2015年7月29日に看板雑誌の『宝島』を、同年8月25日発売の10月号をもって、さらに、10代女性向けファッション雑誌の『CUTiE』を、同年8月11日発売の9月号をもって、共に休刊することを発表した[5]。
ファッション雑誌
近年[いつ?]、宝島社の雑誌は付録が豪華なことで有名である。主に有名ブランドとコラボレートしたバッグやポーチが付録として採用される。ヘア、メイク、旅行、スーツなど、テーマを絞った増刊ムックも豊富に展開される。ムック本はいずれも「e-MOOK」シリーズに分類されている。
メンズ
- 『MonoMaster』 - 大人のライフスタイルマガジン。
- 『smart』 - 20代男性向けファッション誌。
- 『MEN'S ROSES』 - 10代後半 - 20代前半向けのお兄系ファッション雑誌。2007年に「e-MOOK」として3号発売。
レディース
60代向け
50代向け
40代向け
20代後半 - 30代向け
- 『オトナミューズ』
- 『InRed』 - SPRiNGの姉版。ライフスタイルにもこだわる新しい30代の提案。

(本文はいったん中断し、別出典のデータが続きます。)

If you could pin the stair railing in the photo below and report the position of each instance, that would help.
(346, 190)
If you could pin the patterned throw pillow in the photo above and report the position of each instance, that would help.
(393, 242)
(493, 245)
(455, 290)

- 『sweet』 - 可愛いモノ好きの20代後半 - 派手めスタイル。
- 『SPRiNG』 - 大人のストリートカジュアルファッション誌。
ティーンズ - 20代前半向け
- 『steady.』 - 同社初のOLターゲット。お仕事対応のきれいめカジュアル。
- 『mini』 - 20歳前後のシンプル志向の裏原ガールズ向け。『smart』の女性版として創刊。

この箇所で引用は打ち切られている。